Until then, I would steal a kiss here and there. Even cop a feel when I could. Whatever it took to break down her defenses a little bit more. This Mandy wouldn't say no and I couldn't get enough of her.
"Axel." She grabbed my arms and tried to steady herself in the face of the arousal causing her body to tremble.
"Soon, baby. I promise. When we're alone. For now, though, just let me kiss you some more."
She moaned in response asI brushed the collar of her shirt aside and pressed my lips to the tender skin at the top of her breast. I even flicked my tongue a time or two until she practically squirmed in my arms. She was so responsive.
A noise sounded from the doorway a moment before Tel’s voice broke through the haze of lust surrounding us.
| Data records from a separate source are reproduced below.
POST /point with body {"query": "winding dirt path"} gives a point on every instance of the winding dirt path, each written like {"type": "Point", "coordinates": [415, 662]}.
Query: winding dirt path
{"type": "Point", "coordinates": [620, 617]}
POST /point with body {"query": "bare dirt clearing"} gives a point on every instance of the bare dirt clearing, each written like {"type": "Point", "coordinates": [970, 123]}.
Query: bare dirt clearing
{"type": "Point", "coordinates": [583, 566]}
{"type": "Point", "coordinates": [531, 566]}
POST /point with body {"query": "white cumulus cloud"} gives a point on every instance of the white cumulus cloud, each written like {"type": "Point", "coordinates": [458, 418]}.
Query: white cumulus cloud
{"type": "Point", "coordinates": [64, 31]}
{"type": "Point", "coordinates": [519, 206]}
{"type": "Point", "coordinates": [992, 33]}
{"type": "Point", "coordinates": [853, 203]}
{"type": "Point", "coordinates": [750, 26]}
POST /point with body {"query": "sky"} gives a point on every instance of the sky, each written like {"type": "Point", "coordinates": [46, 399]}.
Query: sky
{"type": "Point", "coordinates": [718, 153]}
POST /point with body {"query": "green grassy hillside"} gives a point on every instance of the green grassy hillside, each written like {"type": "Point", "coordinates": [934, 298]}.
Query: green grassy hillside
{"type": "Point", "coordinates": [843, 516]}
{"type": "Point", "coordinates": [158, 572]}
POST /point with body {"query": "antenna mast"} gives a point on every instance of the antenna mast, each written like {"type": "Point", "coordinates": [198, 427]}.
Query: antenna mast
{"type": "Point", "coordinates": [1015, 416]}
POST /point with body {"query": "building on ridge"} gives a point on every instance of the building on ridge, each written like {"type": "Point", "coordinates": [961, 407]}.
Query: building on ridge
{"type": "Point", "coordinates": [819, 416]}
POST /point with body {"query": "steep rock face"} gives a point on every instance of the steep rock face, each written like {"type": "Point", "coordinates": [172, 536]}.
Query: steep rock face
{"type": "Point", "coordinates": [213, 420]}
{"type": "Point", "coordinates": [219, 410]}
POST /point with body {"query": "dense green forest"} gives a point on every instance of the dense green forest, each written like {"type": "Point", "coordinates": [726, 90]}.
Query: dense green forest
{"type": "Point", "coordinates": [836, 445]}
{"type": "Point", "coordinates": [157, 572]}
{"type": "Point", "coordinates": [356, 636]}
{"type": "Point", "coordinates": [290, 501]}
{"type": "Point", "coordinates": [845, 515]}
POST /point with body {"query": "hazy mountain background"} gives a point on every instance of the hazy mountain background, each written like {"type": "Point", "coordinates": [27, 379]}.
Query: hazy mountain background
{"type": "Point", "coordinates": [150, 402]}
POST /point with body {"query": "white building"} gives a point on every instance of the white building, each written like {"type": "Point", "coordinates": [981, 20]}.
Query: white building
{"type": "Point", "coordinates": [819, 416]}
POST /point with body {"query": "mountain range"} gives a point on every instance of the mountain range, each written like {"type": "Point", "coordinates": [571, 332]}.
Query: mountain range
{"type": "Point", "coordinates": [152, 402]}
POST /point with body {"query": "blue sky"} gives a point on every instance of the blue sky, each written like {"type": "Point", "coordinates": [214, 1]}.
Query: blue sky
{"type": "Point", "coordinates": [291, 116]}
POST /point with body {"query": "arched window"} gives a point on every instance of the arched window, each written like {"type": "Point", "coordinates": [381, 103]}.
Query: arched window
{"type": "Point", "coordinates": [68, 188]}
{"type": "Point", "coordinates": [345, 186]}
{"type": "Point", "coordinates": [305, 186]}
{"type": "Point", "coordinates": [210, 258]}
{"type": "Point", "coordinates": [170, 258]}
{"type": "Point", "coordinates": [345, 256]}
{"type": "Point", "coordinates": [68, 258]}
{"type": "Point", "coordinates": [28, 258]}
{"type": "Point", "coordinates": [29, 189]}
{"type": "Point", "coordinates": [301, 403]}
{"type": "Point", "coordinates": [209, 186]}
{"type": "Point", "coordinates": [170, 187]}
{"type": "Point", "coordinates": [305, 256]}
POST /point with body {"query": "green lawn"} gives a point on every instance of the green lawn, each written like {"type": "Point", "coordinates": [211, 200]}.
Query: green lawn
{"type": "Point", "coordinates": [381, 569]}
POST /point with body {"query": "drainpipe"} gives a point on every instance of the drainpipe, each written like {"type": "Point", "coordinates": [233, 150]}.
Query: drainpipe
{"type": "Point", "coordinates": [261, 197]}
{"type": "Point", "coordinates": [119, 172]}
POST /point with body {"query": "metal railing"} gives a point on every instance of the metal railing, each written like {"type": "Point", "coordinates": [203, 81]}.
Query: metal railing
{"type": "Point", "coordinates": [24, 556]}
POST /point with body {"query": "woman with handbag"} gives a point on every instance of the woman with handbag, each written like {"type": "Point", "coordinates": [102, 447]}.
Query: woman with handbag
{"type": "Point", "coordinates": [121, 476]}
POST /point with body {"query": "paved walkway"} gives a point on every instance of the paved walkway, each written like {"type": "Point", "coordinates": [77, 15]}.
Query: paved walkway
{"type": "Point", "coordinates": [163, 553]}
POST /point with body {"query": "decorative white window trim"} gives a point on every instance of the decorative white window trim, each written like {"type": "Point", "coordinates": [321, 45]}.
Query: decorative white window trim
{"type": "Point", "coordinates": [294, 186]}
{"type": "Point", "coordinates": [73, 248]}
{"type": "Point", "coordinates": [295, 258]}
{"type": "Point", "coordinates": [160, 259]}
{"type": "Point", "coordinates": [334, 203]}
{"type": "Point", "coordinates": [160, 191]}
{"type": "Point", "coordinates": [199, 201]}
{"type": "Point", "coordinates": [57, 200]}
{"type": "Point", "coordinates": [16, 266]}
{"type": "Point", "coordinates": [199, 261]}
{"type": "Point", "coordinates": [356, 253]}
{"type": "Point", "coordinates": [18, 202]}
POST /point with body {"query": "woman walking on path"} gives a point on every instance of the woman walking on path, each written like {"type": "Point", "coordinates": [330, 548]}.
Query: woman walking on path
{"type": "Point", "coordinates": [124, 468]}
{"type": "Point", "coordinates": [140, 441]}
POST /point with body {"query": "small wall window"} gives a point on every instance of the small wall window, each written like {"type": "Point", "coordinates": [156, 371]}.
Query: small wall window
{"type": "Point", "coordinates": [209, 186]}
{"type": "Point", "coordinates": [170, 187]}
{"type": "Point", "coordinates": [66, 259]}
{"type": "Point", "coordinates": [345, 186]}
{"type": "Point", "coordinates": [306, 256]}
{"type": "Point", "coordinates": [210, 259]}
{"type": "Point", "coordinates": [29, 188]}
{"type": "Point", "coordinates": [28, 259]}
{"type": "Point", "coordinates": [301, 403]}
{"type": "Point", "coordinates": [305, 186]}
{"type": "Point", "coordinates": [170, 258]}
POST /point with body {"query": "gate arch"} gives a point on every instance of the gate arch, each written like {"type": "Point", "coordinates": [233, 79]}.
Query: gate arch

“Oh shit. Sorry. I—uhh—just let me know when— “
I grunted mid-kiss and he got the message that I was telling him to shut the fuck up. He shuffled out of the room and the space got quiet again, but the spell was broken.
I gripped her tighter, pressing her body full against mine for one last minute, soaking in every taste, scent, and sound she made. Her barely there whimpers were my favorite and I ate them up like fucking candy.
By the time I broke free from the mind-numbing pit of arousal and took a step back, I was on the verge of banging her right here on this desk. However, now was not the right time. Nor was it the right place. I wanted to be alone with her, not in the middle of the clubhouse surrounded by other men.
I pressed my forehead to hers. "We should get back to work. I think Tel has more to show you."
She nodded, squirming free while righting her shirt. "It's for the best."